In some embodiments, the circuit 102 generates one or more access requests (e.g., read access requests or write access requests) having one or more corresponding addresses. The addresses generally identify in a virtual address range or a physical address range where the data and/or information is located. For a cache hit, the access request is serviced directly from the circuit 94. For a cache miss, the access request is serviced from the circuit 96 through the circuit 94. Non-cached access requests are serviced from the circuit 96.
The circuit 104 is shown implementing an address router circuit. The circuit 104 is operational to generate the signal HADDR2 by selectively modifying/not modifying the addresses received in the signal HADDR1. In some embodiments, the modification involves appending a bit to each address and entering a value into the new bit. The value entered into the new bit is used to determine which cache level of the circuit 94 is used for the access request. The extra bit is stripped from the addresses before being presented in the signal HADDR2.
In some embodiments, the circuit 104 is configured to adjust a pointer that initiates a change in a hardware work load value of the circuit 94 as part of a response to an access request from the circuit 102. The hardware work load value represents a work load level on the caching system. In some embodiments, the hardware work load value is maintained in the circuit 96 by the software executing in the circuit 92. The circuit 104 is also configured to generate another address from the address received from the circuit 102 in response to the hardware work load value. The circuit 104 further routes the access request to one of the levels in the cache system in response to modified addresses.
Referring to FIG. 2, a detailed block diagram of an example implementation of the apparatus 90 is shown in accordance with an embodiment of the invention. The figure generally highlights the flow of the addresses through the apparatus 90. The circuit 92 generally comprises one or more blocks (or circuits) 98 a-98 d. The circuit 94 generally comprises one or more blocks (or circuits) implementing level-1 caches (e.g., L1C0-L1C3), a block (or circuit) 130, a block (or circuit) 132 and a block (or circuit) 134. The circuit 102 generally comprises one or more blocks (or circuits) 110 a-110 n.
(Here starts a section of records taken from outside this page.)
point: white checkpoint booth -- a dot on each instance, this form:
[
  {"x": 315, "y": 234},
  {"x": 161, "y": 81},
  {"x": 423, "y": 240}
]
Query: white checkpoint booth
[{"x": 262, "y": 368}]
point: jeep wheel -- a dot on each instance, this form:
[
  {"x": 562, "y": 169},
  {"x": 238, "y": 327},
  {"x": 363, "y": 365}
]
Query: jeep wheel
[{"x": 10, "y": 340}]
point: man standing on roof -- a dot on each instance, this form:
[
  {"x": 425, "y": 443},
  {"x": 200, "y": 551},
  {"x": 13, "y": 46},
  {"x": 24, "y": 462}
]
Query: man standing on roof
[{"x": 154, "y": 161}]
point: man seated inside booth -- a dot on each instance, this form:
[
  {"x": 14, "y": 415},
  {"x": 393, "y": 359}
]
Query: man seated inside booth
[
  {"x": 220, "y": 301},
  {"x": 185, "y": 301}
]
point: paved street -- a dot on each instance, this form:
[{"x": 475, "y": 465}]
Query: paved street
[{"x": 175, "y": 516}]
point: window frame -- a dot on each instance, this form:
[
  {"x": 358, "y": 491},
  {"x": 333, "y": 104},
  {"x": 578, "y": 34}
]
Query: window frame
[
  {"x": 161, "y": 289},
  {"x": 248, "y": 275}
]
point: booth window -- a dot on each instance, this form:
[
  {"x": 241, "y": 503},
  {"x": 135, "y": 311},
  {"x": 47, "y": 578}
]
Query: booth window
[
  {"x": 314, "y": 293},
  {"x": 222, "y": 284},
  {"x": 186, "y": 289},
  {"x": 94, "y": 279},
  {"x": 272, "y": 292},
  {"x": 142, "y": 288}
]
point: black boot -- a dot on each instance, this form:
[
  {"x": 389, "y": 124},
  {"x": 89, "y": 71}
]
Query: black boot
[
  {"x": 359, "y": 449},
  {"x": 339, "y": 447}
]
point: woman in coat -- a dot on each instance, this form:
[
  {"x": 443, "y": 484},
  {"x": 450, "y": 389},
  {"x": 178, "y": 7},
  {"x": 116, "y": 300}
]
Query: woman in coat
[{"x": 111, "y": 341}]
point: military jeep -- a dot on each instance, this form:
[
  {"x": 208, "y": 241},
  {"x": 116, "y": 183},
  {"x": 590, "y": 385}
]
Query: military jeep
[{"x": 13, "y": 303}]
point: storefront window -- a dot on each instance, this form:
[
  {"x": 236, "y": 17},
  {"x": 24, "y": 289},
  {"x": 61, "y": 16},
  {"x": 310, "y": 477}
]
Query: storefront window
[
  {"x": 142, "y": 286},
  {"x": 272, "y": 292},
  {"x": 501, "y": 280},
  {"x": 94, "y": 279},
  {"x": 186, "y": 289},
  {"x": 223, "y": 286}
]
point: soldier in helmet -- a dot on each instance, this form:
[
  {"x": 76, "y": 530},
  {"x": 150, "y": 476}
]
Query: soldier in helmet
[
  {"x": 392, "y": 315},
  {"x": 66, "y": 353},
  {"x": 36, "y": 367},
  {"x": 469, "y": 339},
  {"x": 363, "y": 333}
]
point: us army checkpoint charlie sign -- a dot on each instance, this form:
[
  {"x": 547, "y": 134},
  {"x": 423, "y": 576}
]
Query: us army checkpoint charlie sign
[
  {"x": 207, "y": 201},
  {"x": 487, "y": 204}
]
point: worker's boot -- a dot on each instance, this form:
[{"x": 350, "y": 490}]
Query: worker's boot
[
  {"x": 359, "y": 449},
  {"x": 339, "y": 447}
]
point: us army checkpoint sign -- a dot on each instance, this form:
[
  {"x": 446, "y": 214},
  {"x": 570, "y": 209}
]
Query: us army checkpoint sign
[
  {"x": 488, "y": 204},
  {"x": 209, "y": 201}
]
The circuit 104 generally comprises one or more blocks (or circuits) 120 a-120 n, a block (or circuit) 122 and multiple blocks (or circuits) 124 a-124 b. The circuits 98 a to 134 may represent modules and/or blocks that may be implemented as hardware, software, a combination of hardware and software, or other implementations.
Each circuit 98 a-98 d is shown implementing a central processor unit (e.g., CPU) circuit. The circuits 98 a-98 d are operational to execute software that interacts with the circuits 98 and 102 through the circuit 94. The circuits 98 a-98 d receive instructions and send and receive data via individual signals (or components) within the signal C.
Each circuit 110 a-110 n is shown implementing a hardware engine circuit. The circuits 110 a-110 n are each operational to preform one or more dedicated operations. Each circuit 110 a-110 n is in direct communication with a corresponding circuit 120 a-120 n. The circuits 110 a-110 n send and receive data and information via individual signals within the signal DATA. The addresses are sent to the circuit 104 as respective signals (or components) within the signal HADDR1.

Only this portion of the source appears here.